New restrictions on shopping malls and large stores came into effect Monday morning for a period of nine days, as coronavirus cases continued to rise with the spread of the Omicron variant in Israel.
The new rules, approved Sunday evening by the Knesset Constitution, Law and Justice Committee, limit capacity at malls to one person per 15 square meters.
Green Pass rules — limiting entry only to those who have been vaccinated or recovered from COVID-19 in the past six months, or tested negative in the past 72 hours — will be applied to customers and employees in all stores bigger than 100 square meters in either indoor or open-air malls, except for places that provide essential services.
Essential shops include stores selling hygiene products, optical products and medical aid products, as well as supermarkets and grocery stores. Those places will continue limiting capacity to one person per seven square meters.
Green Pass rules will also apply to restaurants in malls. Food stalls in malls will only allow takeout, and only to those with a Green Pass.
In the education system, grades 7-12 will study remotely in “red” (high-infection) communities where less than 70% of students in classes are vaccinated. Primary schools in such communities will seek to reduce contact between students.

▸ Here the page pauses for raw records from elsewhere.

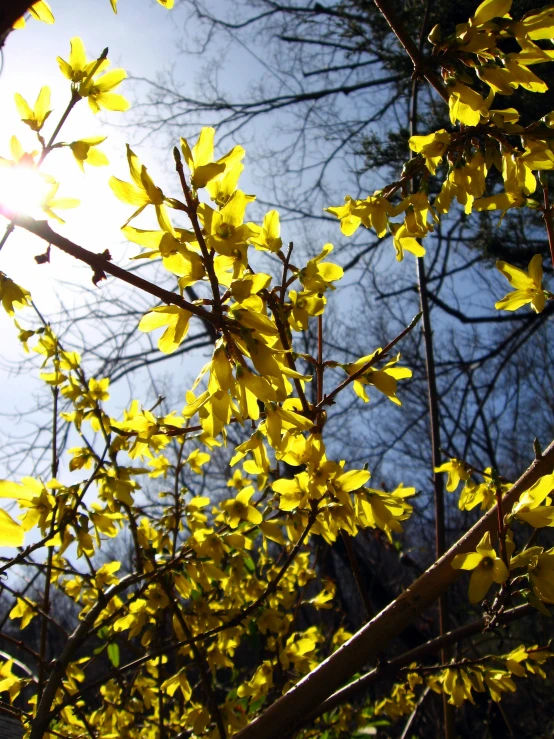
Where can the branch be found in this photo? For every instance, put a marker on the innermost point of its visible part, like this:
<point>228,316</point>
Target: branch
<point>283,716</point>
<point>101,263</point>
<point>12,11</point>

Sunday saw the test positivity rate for COVID-19 rise above two percent, according to Health Ministry figures released Sunday, which also showed the virus transmission rate at a level not seen in Israel for nearly six months.

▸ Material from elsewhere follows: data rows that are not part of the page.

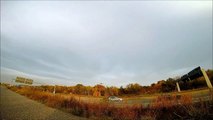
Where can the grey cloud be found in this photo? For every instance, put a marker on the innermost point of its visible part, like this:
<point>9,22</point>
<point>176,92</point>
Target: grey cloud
<point>119,42</point>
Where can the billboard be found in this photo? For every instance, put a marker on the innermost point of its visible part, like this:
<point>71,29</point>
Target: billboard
<point>24,80</point>
<point>195,73</point>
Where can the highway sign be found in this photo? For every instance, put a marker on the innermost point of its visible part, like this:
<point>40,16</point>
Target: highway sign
<point>24,80</point>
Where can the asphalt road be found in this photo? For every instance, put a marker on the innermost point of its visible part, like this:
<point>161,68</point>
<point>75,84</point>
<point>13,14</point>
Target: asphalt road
<point>16,107</point>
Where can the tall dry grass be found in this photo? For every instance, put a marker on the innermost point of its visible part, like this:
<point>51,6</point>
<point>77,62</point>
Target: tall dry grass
<point>163,108</point>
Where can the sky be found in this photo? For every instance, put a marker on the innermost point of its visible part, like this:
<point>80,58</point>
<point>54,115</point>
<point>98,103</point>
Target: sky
<point>110,42</point>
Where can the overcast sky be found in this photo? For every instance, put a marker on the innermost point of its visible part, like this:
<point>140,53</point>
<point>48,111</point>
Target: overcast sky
<point>114,43</point>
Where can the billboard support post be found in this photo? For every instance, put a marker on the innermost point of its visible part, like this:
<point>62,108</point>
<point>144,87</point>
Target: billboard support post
<point>178,87</point>
<point>208,82</point>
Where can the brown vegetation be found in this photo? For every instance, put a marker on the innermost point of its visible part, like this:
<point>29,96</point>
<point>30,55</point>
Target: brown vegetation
<point>164,107</point>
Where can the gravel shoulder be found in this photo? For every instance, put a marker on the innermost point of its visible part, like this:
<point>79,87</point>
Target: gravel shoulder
<point>16,107</point>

Of the 44,538 virus tests carried out Saturday, 2.07% returned positive. The last time the rate was above 2% was on October 7 when 2.14% of tests were positive.
Government and health officials have warned that the highly infectious Omicron variant is pushing the country’s fifth wave of infections, with case numbers expected to rapidly rise in the coming weeks.

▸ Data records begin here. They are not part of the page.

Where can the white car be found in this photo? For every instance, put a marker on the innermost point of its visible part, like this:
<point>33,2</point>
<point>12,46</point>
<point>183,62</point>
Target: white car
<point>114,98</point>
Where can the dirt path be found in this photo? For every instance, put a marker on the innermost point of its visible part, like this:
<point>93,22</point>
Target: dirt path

The reproductive rate, or “R” number, also continued its gradual rise, hitting 1.41 after having been at 1.02 in early December. The transmission rate is based on data from 10 days earlier and any value above 1 shows that the rate of infection is growing. It was last at such a high level when it was given on July 10, as 1.42 in the midst of Israel’s fourth wave of infections from the Delta strain of the coronavirus.
The number of seriously ill patients continued to steadily climb, reaching 98 to match the level of two weeks ago. Of those, 45 people are in critical condition, 18 are on ECMO machines and 39 are on ventilators.
Despite the negative developments, Health Minister Nitzan Horowitz said Sunday evening that Israel would soon remove many restrictions on airline travel to and from the country that were imposed to slow the new strain’s arrival.
“The moment infections are spreading, there is no point in stopping entry from abroad,” Horowitz told Kan news. “The opening of [Israel’s] skies won’t take much time, possibly next week.”
Earlier Sunday, a panel of experts advising the government called for scrapping the list of countries to which Israelis are barred from traveling. The experts said that in two weeks, Omicron infections would surpass Delta cases in most of the world, rendering obsolete the list of so-called “red” countries with high infection rates.
In his interview Sunday, Horowitz also said that the Health Ministry and the government were discussing the option of canceling the current mandatory quarantine for vaccinated individuals who come into contact with a confirmed Omicron patient.
Both Kan and Channel 12 news cited health experts anticipating that if the current rules on the matter remain in place, hundreds of thousands of Israelis will be isolating within a few weeks, amounting to an “effective lockdown.”